Sull’equivoco originario, a peggiorare le cose, si è innestata in modo sciagurato la smodata, eccessiva e inaccettabile reazione del governo Netanyahu. I bombardamenti indiscriminati, le stragi di civili, la fame usata come arma di guerra (è un’accusa del tribunale internazionale), gli spostamenti forzati di una popolazione ridotta allo stremo, hanno indotto fette crescenti dell’opinione pubblica, soprattutto giovanile, a equazioni ignobili, Netanyahu come Hitler, inneggiare ad Hamas, fino al cartello blasfemo contro Liliana Segre, «agente sionista».

Troppo facilmente però si è criminalizzata un’intera generazione di studenti Pro-Pal, indignata per l’inerzia e l’inazione della comunità internazionale, incapace di frenare la furia dell’esercito israeliano e ridotta a comunicati di condanna sterili e inefficaci. Che ci siano all’interno di quel movimento gruppi di facinorosi esaltati dalle imprese dei terroristi, non c’è dubbio. Ma la gran massa esprime un sentimento di sincera empatia verso chi soffre, verso le vittime.

È stata la difesa tetragona di Israele anche davanti a certe enormità, sostenuta pure da molta stampa, a provocare il cortocircuito tra antisionismo e antisemitismo.

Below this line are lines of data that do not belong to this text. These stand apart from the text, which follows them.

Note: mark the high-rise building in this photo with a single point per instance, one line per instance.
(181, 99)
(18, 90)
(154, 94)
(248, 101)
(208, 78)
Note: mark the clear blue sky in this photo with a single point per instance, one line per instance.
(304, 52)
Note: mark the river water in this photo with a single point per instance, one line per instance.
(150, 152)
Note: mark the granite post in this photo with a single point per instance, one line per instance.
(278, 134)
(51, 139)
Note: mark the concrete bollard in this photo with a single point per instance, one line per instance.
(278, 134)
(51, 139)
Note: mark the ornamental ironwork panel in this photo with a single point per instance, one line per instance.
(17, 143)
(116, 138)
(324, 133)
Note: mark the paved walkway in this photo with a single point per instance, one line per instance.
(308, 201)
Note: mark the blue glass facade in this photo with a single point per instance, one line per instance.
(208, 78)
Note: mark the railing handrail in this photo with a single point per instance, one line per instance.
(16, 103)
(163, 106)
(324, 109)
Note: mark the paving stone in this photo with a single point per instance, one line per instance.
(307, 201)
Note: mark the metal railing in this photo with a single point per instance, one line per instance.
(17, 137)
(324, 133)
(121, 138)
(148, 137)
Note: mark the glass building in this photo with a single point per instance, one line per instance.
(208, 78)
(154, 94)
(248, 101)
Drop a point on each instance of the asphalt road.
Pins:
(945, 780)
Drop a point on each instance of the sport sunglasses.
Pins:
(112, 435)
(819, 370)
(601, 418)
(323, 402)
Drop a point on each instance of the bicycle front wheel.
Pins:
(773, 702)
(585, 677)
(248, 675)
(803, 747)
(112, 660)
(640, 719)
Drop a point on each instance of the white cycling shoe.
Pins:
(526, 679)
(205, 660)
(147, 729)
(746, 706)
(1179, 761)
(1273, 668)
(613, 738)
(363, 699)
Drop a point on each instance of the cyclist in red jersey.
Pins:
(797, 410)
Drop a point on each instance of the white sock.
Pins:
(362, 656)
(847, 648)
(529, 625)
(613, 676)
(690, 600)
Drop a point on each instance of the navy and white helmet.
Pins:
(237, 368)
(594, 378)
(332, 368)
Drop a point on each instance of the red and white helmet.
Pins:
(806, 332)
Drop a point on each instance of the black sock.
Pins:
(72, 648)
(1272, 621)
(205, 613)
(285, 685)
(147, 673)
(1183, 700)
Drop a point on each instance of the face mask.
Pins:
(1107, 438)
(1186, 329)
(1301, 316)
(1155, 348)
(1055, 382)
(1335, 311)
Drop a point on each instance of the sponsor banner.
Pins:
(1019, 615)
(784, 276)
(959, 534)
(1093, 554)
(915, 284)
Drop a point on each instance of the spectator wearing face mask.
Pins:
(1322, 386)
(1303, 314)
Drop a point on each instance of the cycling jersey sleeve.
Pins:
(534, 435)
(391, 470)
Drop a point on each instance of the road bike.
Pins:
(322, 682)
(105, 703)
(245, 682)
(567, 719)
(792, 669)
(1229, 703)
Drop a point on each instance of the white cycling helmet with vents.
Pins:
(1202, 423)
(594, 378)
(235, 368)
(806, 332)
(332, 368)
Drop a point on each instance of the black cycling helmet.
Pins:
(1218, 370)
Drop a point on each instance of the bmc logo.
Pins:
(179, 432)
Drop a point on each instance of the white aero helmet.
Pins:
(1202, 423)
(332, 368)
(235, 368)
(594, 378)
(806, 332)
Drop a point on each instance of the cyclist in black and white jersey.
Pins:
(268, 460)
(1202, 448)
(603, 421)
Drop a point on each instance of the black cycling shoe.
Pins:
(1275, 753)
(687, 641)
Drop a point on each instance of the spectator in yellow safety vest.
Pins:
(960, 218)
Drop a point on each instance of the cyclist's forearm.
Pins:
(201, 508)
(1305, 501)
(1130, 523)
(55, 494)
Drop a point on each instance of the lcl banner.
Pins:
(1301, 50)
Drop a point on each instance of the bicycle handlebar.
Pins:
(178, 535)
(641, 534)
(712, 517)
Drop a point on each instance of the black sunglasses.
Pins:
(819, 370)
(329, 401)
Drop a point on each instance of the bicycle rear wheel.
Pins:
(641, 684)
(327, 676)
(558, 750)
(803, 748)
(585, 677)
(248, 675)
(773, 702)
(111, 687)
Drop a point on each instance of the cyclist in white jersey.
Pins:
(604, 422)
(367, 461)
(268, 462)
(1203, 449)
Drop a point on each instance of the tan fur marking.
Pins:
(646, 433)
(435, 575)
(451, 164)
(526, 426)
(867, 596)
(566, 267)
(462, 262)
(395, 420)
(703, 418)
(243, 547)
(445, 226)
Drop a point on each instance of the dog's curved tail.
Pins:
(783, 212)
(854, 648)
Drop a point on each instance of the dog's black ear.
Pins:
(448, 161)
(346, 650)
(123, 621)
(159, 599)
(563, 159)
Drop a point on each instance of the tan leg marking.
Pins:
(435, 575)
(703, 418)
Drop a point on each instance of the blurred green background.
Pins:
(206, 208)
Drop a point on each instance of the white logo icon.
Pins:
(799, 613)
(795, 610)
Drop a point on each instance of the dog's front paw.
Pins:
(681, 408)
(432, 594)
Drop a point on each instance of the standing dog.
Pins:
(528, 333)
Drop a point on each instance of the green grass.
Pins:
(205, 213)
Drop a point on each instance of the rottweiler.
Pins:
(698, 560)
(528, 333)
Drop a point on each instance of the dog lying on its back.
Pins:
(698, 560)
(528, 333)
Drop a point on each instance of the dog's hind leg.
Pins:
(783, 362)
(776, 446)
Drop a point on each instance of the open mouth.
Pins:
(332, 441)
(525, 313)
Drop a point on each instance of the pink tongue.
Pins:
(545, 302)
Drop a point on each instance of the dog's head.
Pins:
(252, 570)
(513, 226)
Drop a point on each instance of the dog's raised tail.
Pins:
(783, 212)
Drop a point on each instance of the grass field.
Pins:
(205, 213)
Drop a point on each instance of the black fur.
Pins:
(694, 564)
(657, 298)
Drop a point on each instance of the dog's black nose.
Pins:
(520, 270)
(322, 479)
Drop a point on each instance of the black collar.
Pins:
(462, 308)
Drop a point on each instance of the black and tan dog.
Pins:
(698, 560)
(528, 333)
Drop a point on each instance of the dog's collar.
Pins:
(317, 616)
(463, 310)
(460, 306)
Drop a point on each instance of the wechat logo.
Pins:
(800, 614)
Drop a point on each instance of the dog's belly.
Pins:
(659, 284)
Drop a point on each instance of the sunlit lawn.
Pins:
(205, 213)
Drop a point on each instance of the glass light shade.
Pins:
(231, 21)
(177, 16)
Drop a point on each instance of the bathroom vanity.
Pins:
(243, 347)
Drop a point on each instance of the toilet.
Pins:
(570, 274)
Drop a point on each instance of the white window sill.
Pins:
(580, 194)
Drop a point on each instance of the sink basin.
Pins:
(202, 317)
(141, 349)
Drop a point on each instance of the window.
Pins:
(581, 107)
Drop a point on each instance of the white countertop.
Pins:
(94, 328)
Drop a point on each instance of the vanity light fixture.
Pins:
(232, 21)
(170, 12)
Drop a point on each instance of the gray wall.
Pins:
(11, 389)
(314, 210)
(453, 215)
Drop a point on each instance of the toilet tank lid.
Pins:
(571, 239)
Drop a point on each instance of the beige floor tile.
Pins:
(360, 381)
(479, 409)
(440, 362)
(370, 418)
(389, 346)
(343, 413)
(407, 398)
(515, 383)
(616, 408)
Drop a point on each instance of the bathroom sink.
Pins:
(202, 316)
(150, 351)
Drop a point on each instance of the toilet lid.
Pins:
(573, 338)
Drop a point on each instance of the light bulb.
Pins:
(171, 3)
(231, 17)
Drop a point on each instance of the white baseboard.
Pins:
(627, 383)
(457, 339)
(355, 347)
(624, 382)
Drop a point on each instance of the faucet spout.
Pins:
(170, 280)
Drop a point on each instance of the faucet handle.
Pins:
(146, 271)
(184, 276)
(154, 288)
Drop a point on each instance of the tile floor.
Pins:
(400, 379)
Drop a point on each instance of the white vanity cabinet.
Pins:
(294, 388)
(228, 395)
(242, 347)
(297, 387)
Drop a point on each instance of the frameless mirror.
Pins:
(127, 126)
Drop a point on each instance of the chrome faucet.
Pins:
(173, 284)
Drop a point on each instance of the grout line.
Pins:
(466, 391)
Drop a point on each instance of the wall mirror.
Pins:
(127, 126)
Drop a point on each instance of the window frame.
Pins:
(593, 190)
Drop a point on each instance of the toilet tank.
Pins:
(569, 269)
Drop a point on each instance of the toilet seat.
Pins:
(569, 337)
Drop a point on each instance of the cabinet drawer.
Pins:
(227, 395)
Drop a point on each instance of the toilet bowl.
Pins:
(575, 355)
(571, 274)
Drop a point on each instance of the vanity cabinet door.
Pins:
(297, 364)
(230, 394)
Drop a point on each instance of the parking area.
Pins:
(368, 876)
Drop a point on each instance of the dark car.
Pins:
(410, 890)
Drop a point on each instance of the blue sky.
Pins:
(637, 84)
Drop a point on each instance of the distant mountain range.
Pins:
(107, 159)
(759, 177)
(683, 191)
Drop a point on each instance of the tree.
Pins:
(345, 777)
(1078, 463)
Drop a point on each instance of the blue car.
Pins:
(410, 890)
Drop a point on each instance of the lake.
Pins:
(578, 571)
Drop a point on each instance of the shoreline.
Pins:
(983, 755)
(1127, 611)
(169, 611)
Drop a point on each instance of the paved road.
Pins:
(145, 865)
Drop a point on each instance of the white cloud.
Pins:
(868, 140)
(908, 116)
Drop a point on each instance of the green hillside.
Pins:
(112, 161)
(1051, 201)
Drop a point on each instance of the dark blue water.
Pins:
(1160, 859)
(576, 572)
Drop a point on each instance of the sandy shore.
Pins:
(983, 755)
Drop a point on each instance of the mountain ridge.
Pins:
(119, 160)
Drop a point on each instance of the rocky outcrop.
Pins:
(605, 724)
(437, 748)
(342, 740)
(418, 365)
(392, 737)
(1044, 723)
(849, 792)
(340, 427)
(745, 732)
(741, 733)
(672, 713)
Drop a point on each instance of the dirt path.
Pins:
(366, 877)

Se bisognava essere nettamente o di qua o di là, allora la scelta, soprattutto se si è giovani, come è sempre stato si sta dalla parte dell’idealità, magari ingenua ma viene assai più avanti il tempo di essere pompieri.

Se vale un’esperienza personale, credo sintomatica. Ho due figli poco più che adolescenti che hanno pianto calde lacrime ad Auschwitz, da quella visita hanno tratto la conclusione di volersi battere per i diritti, iscriversi a una facoltà conseguente per entrare in qualche ong o organismo internazionale. Ripudiano l’antisemitismo come il male assoluto.

Eppure, o forse proprio per questo, davanti allo scempio di Gaza sono voluti scendere in piazza, giudicando insopportabile la reiterazione, e ormai è un anno, degli ordigni sui civili.

C’è voluta tutta la pazienza di lunghe discussioni, per far loro capire quando l’antisionismo tramuta in antisemitismo ed è inaccettabile. Invece che colpevolizzare, questo è il compito dei padri e dei nonni. Impalcarsi a detentori di una verità e biasimarli tout court sortisce solo effetti nefasti.